Database Schema

Database Technology

Nectr uses PostgreSQL with async SQLAlchemy for all relational data.

Driver: asyncpg (pure-async PostgreSQL driver)
ORM: SQLAlchemy 2.0 (async session API)
Migrations: Alembic
Connection Pool: Managed by SQLAlchemy

Table Overview

users
  │
  ├── installations (1:N)
  │       │
  │       └── events (1:N)
  │               │
  │               └── workflow_runs (1:N)
  │
  └── oauth_states (1:N)

Users

Table: users
Model: app/models/user.py Stores GitHub OAuth users who have logged into Nectr.

Column	Type	Constraints	Description
`id`	`Integer`	Primary Key	Auto-increment user ID
`github_id`	`Integer`	Unique, Not Null, Indexed	GitHub user ID (from OAuth)
`github_username`	`String`	Not Null	GitHub username (e.g., `alice`)
`github_access_token`	`String`	Not Null	Encrypted GitHub OAuth token
`email`	`String`	Nullable	User’s public GitHub email
`avatar_url`	`String`	Nullable	GitHub avatar URL
`name`	`String`	Nullable	User’s display name
`created_at`	`DateTime(timezone=True)`	Default `now()`	When user first logged in
`updated_at`	`DateTime(timezone=True)`	Default `now()`, On Update	Last profile update

Token Encryption: github_access_token is encrypted using Fernet (AES-128-CBC) before storing.

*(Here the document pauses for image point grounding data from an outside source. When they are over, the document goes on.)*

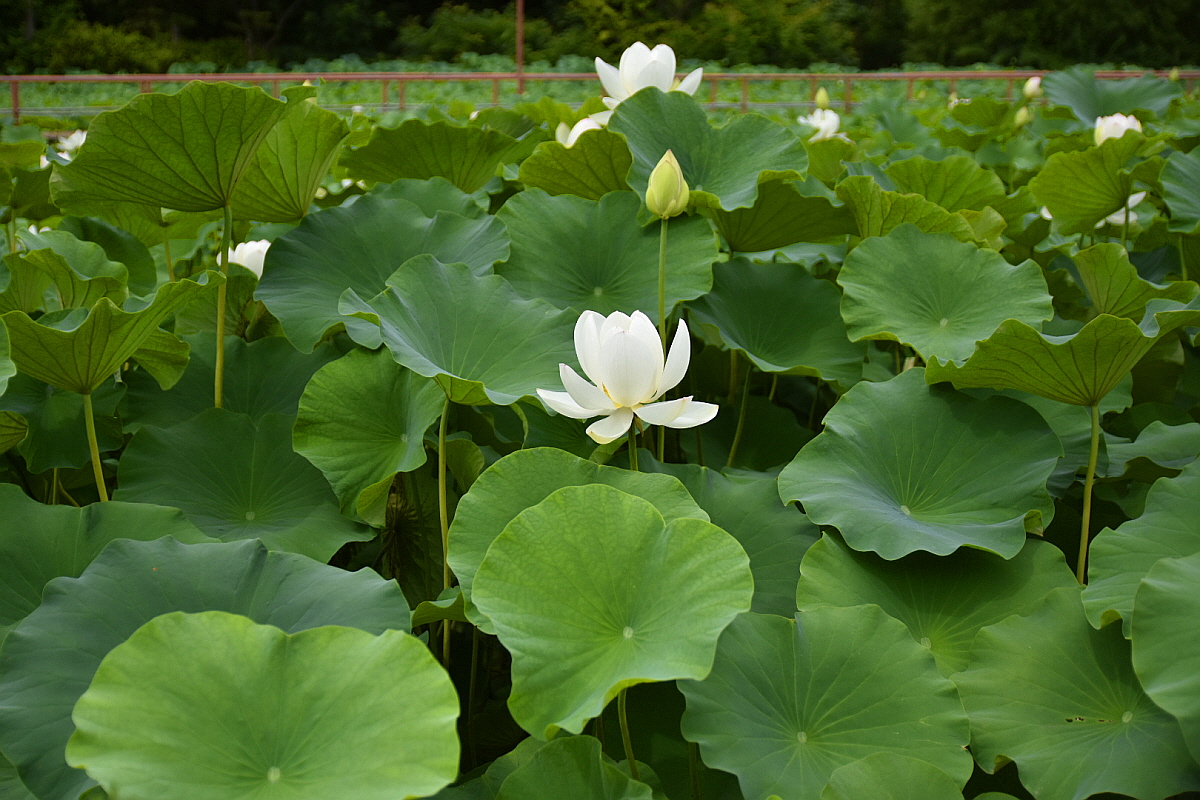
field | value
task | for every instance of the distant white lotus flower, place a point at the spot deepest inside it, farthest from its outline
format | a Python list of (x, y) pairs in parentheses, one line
[(623, 356), (1114, 127), (250, 254), (641, 67)]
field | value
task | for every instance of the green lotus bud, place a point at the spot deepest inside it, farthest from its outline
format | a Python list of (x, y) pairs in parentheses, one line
[(666, 194)]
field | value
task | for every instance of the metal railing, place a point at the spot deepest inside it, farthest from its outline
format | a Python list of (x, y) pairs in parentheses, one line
[(401, 80)]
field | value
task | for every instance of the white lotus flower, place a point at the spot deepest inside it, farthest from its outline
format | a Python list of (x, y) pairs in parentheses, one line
[(641, 67), (623, 356), (826, 122), (1114, 127), (250, 254)]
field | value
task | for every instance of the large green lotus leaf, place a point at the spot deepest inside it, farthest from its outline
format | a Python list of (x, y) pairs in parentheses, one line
[(935, 293), (472, 334), (263, 377), (41, 542), (526, 477), (774, 536), (877, 211), (1080, 368), (241, 711), (1084, 186), (785, 212), (592, 590), (57, 429), (1120, 559), (359, 247), (891, 776), (465, 156), (943, 600), (184, 151), (51, 657), (1181, 190), (955, 182), (571, 767), (1165, 649), (1062, 701), (291, 163), (591, 168), (1113, 283), (238, 479), (1079, 90), (781, 318), (82, 354), (903, 467), (363, 419), (723, 166), (581, 254), (791, 701)]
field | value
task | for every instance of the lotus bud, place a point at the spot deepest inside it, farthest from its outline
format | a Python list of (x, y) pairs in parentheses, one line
[(666, 194)]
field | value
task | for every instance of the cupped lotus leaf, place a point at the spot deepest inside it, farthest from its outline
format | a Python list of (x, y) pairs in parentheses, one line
[(240, 711), (525, 479), (781, 318), (263, 377), (1079, 90), (592, 590), (51, 657), (238, 479), (184, 151), (891, 776), (1181, 190), (1080, 368), (591, 168), (955, 182), (1165, 650), (936, 294), (877, 211), (473, 335), (723, 166), (774, 536), (291, 162), (1084, 186), (1061, 699), (790, 701), (571, 767), (41, 542), (785, 212), (1113, 283), (903, 467), (363, 419), (82, 354), (465, 156), (1169, 528), (359, 247), (582, 254), (943, 600)]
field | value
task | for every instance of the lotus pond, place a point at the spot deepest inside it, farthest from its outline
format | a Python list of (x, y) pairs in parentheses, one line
[(816, 461)]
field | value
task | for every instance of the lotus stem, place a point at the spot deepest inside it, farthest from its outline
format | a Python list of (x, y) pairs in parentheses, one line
[(219, 377), (624, 735), (94, 446), (1089, 481)]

The encryption key is SECRET_KEY from environment variables.

Model Definition

# app/models/user.py
from sqlalchemy import Column, Integer, String, DateTime
from sqlalchemy.sql import func
from app.core.database import Base

class User(Base):
    __tablename__ = "users"
    
    id = Column(Integer, primary_key=True, index=True)
    github_id = Column(Integer, unique=True, nullable=False, index=True)
    github_username = Column(String, nullable=False)
    github_access_token = Column(String, nullable=False)  # Encrypted
    email = Column(String, nullable=True)
    avatar_url = Column(String, nullable=True)
    name = Column(String, nullable=True)
    created_at = Column(DateTime(timezone=True), server_default=func.now())
    updated_at = Column(DateTime(timezone=True), server_default=func.now(), onupdate=func.now())

Installations

Table: installations
Model: app/models/installation.py Tracks connected repositories (repos that have webhook installed).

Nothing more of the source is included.